Fox winked at her as she entered the dressing room, and she knew he understood. Just as she understood that he thrived in the spotlight, in the surge of energy that came with performing live, and in interacting with the band’s fans. If he’d needed it all the time, they would’ve never worked, but he was a musician at heart, liked the peace of home to create.

So they fit.

Chapter 39

Her rock star did get lucky that night—as if she had any chance of resisting him. She kissed his throat when he collapsed on top of her, tasting the salt and untamed masculinity of him, her fingers weaving through his hair.

On her wrist sparkled the white fire of a diamond bracelet he’d given her before the concert.

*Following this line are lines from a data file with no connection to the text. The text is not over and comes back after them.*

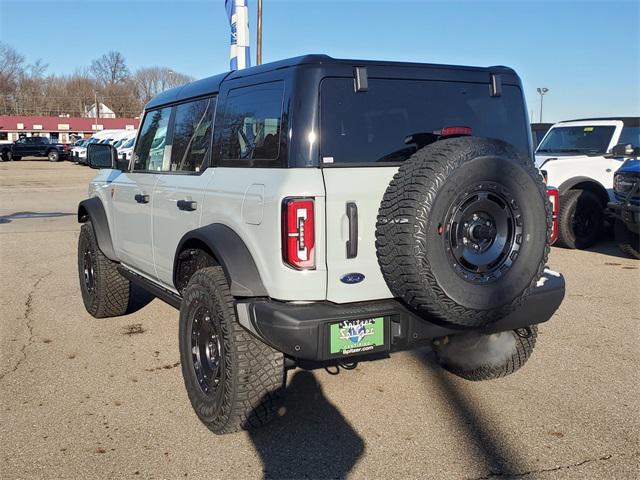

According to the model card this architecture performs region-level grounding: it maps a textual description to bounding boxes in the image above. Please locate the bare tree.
[90,51,129,85]
[133,67,193,104]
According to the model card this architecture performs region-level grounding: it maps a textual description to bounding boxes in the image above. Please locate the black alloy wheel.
[443,182,523,283]
[191,305,224,396]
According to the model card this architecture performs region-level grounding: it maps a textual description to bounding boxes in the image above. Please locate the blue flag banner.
[224,0,251,70]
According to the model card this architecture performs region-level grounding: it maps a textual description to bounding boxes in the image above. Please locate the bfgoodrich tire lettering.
[78,221,131,318]
[179,267,285,434]
[376,137,551,326]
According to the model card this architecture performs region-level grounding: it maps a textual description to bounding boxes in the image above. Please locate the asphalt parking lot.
[0,161,640,479]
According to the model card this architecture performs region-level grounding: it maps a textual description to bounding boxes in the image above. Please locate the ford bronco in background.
[536,117,640,248]
[78,55,564,433]
[609,158,640,259]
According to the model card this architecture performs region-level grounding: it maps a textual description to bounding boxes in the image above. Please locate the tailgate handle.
[347,202,358,258]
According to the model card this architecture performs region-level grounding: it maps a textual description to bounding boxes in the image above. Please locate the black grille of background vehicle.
[613,173,640,205]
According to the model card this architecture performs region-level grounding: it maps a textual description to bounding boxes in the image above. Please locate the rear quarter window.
[220,81,284,167]
[320,78,530,165]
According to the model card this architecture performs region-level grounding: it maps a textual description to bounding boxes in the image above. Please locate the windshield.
[536,125,616,155]
[320,78,530,165]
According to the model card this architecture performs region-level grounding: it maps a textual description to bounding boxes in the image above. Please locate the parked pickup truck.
[2,137,69,162]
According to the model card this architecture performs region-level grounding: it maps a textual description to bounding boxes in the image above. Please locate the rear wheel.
[557,190,604,249]
[179,267,285,434]
[434,325,538,381]
[614,220,640,260]
[47,150,60,162]
[376,137,551,326]
[78,221,131,318]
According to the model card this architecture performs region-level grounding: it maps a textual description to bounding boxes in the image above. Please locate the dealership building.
[0,115,140,143]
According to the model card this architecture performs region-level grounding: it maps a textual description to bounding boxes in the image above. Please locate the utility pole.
[256,0,262,65]
[538,87,549,123]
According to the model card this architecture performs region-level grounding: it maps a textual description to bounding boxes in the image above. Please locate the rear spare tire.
[376,137,551,326]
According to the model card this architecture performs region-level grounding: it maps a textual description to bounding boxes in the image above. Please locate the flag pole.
[256,0,262,65]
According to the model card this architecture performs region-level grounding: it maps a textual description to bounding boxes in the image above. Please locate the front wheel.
[434,325,538,381]
[178,267,285,434]
[78,221,131,318]
[558,190,604,249]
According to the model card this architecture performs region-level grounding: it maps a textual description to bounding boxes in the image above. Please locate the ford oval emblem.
[340,273,364,284]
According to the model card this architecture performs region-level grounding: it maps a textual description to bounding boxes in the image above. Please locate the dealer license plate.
[329,317,385,355]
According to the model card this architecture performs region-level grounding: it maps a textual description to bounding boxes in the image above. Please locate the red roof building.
[0,115,140,143]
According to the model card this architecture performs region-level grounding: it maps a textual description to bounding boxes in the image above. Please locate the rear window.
[320,78,530,165]
[537,125,616,155]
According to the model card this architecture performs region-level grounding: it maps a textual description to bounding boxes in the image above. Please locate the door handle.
[347,202,358,258]
[133,193,149,203]
[177,200,198,212]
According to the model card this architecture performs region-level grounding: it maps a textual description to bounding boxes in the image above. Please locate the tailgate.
[322,166,398,303]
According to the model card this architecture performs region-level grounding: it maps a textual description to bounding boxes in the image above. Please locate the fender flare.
[173,223,268,297]
[558,177,609,206]
[78,197,119,262]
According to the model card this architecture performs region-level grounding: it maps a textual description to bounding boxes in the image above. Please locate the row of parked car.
[533,117,640,258]
[69,130,137,165]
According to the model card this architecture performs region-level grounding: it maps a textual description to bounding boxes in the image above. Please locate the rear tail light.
[282,198,316,270]
[547,188,560,245]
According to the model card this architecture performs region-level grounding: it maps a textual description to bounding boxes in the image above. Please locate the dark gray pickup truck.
[2,137,69,162]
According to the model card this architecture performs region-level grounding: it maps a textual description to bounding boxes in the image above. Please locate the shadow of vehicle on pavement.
[413,348,527,478]
[249,371,365,479]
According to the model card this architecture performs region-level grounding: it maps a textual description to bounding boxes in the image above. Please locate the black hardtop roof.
[558,117,640,127]
[145,54,516,109]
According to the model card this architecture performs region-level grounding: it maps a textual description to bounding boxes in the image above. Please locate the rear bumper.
[236,270,565,361]
[607,202,640,233]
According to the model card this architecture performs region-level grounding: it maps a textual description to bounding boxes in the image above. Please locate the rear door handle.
[133,193,149,203]
[347,202,358,258]
[177,200,198,212]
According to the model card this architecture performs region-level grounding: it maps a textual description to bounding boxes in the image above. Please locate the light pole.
[538,87,549,123]
[256,0,262,65]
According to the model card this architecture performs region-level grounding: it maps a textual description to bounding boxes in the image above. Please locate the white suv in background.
[536,117,640,248]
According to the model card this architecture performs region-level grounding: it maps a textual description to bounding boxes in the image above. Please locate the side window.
[170,97,216,172]
[618,127,640,147]
[133,107,171,172]
[221,82,284,167]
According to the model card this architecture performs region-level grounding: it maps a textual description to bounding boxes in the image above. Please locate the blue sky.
[0,0,640,121]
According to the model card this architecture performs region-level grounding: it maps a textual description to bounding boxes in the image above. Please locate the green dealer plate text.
[329,317,384,355]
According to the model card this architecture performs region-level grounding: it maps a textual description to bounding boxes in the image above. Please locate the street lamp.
[538,87,549,123]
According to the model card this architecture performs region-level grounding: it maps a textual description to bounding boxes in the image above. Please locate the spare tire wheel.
[376,137,551,327]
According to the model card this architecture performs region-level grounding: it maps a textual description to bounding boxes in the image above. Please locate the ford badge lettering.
[340,273,364,284]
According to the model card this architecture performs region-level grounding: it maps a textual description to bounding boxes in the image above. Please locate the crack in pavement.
[468,452,639,480]
[0,270,53,380]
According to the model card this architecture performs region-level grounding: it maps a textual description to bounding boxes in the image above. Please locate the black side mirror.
[611,143,637,157]
[87,143,118,168]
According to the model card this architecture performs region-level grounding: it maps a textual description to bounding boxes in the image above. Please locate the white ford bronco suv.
[78,55,564,433]
[535,117,640,249]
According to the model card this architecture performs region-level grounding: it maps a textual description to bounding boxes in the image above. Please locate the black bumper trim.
[236,270,565,361]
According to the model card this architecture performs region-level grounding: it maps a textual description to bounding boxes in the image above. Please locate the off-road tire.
[556,190,604,249]
[434,325,538,382]
[614,220,640,260]
[179,266,285,434]
[376,137,552,326]
[78,221,131,318]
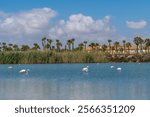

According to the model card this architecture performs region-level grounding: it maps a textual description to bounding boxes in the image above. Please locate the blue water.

Molly was almost afraid to ask what it was worth—she’d probably never wear it, she’d be so worried about losing a stone. “Don’t,” she murmured when he pushed himself up to his elbows. “I like you there.”

A grin, his hand fisting in her hair to hold her in place for his kiss. “I need to get some more fluids into my body. Especially since you’ve just wrung me dry.” Another slow kiss before he left her pleasured and sated body—to her shuddering moan—and walked out of the bedroom area of the coach. “You want a drink, baby?” he called out.